The State’s lack of transparency around the motivation of these projects, its relations, if any, with the project beneficiaries, the inadequate and hurried process surrounding the various environmental approvals and the lack of consultation with citizen groups has led to a public outpouring of peaceful, nonviolent protest uniting various cross-sections of society. Leading the struggle are citizen-led groups such as Goyant Kollso Naka, whose vigilant participation has exposed the facts around power usage in Goa. The name, meaning “Goa Does Not Want Coal” has now become a rallying cry across Goa uniting even the opposition parties such as the Congress, AAP and Goa Forward on standing in solidarity with the citizens. A documentary, The Art of Destruction, brought together some of Goa’s prominent ecologists, environmentalists, architects, activists, artists and government representatives and explored the dilemmas faced in conservation and development and what strikes the right balance.
Despite these protests, the railway double-tracking project has already begun. Working clandestinely at night amidst heavy security cover, the state has chosen to cock a snook at its people. The same rhetoric that has played elsewhere is playing out in Goa – confuse the people with half-truths & untruths, run roughshod over established norms and processes, decimate the autonomy of institutions, brand the dissenters as anti-state, anti-development and help a few crony companies profit at the expense of the people. The midnight protest on November 1 until 5 AM the following day in Chandor, Goa – the seat of the double-tracking rail project – may well be a turning point. This brought together several thousands of ordinary citizens in an all-night vigil on the railway track that ferries coal through the state. The message was clear – Goa’s people WILL NOT allow Goa to become a Coal Hub. Are the state ministers listening? Is the centre listening?

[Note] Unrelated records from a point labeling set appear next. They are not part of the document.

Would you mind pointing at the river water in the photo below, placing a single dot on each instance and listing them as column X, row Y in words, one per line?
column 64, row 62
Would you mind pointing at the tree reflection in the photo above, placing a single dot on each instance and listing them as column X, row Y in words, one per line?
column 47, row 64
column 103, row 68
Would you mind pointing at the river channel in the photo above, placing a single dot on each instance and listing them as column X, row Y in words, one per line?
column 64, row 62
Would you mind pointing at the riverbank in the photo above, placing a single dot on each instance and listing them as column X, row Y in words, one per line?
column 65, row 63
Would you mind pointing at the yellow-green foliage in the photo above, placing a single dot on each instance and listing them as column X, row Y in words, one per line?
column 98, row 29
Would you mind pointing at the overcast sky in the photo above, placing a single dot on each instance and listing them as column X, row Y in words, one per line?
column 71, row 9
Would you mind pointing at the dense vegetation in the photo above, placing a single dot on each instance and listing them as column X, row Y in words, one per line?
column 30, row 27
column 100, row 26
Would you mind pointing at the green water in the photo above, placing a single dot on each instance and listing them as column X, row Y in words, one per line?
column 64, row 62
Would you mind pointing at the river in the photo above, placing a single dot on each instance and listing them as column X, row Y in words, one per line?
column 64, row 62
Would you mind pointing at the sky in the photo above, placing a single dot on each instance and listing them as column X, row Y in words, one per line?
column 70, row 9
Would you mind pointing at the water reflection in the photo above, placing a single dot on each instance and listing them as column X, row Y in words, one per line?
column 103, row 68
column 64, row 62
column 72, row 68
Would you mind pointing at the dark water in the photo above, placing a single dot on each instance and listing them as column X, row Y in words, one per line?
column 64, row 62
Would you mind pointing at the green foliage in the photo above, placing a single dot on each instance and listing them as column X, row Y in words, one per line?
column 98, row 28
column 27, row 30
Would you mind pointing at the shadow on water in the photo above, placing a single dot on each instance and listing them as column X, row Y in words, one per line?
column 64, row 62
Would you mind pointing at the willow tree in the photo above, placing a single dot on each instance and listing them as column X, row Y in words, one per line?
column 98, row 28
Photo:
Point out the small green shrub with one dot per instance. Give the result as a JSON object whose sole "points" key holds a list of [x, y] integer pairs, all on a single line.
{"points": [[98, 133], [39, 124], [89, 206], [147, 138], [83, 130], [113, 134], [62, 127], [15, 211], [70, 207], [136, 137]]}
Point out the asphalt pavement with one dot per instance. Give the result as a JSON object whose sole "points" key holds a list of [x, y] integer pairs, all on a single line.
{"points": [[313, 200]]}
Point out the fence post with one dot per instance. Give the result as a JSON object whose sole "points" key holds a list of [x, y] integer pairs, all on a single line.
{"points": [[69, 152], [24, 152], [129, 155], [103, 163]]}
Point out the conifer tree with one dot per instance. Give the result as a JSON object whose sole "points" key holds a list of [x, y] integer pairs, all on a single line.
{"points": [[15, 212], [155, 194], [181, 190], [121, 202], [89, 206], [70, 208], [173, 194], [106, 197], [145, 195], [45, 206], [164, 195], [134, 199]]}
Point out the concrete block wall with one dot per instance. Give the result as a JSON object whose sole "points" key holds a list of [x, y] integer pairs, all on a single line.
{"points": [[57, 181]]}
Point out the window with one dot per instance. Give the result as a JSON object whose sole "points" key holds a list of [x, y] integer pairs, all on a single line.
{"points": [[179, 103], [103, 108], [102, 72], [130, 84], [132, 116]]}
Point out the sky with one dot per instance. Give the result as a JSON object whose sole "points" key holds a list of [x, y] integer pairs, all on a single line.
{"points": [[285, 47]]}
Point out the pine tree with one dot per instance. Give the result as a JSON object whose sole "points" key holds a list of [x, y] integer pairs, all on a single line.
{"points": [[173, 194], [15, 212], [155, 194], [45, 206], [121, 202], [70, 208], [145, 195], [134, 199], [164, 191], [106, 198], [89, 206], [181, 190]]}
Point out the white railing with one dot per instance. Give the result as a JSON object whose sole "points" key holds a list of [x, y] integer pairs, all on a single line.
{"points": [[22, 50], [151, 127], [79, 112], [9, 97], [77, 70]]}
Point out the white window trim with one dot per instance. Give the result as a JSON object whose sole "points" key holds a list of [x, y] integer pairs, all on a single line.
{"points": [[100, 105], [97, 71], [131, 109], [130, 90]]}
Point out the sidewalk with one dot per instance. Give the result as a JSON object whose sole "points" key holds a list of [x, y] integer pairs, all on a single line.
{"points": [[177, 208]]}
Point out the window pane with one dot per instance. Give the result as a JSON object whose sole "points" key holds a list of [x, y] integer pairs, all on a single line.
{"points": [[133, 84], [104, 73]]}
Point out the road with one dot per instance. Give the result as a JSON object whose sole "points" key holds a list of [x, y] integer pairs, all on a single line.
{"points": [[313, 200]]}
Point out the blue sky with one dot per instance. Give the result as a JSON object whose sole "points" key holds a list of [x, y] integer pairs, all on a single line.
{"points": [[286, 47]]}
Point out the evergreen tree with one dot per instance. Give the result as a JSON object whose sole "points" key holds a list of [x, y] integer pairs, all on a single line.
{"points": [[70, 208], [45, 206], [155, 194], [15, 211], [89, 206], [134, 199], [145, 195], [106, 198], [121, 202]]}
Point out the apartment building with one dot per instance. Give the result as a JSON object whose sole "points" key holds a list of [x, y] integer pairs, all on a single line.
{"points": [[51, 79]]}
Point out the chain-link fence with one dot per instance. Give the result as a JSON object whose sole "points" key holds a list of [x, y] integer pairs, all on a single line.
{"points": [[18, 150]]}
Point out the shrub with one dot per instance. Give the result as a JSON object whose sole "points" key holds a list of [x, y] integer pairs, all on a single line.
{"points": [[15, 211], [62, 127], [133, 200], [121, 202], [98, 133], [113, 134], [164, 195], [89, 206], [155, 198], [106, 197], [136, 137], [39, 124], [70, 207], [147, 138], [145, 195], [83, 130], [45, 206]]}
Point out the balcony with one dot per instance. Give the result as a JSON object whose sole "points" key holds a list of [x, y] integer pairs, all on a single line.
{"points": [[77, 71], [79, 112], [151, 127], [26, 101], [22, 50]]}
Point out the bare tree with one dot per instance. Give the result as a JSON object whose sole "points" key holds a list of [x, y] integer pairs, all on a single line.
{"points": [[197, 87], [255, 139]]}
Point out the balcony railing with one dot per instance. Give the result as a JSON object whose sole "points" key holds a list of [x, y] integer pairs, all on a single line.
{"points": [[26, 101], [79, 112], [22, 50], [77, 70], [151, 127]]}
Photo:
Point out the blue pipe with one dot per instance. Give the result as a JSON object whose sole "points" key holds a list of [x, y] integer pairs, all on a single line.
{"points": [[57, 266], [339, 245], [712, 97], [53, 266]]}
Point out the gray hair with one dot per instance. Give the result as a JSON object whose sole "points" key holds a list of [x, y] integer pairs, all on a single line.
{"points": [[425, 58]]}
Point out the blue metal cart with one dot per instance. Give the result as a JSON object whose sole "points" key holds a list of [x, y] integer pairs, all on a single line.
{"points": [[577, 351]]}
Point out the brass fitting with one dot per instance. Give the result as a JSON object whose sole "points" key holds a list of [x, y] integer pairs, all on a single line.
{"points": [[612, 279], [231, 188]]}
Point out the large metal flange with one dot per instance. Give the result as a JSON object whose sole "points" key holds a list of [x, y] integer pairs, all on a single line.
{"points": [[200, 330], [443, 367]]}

Peaceful dissent cannot be de-legitimised. Nor can it be overlooked. An injustice anywhere is an injustice everywhere. What is happening in a corner of Goa may eventually engulf all of Goa. Indeed, the whole country is seeing a cruel, capricious, anti-people decision making in every aspect of governance – an unprincipled demonetisation, a poorly implemented GST, the incarceration of an entire state and its people, a hurried, unplanned lockdown, an uncoordinated pandemic response, arrogant handling of the migrant labour crisis, an insufficient economic revival package – undermining all the socio-economic gains of the previous decade and possibly slipping tens of millions back into poverty.
Goa has a vibrant culture, natural heritage and a viable economy. Its ecology is its unique selling proposition. Attacking it relentlessly and ruthlessly with illogical projects that reflect 19th-century thinking, could endanger its very existence. The whole country must come together and stand with the people of Goa. In solidarity.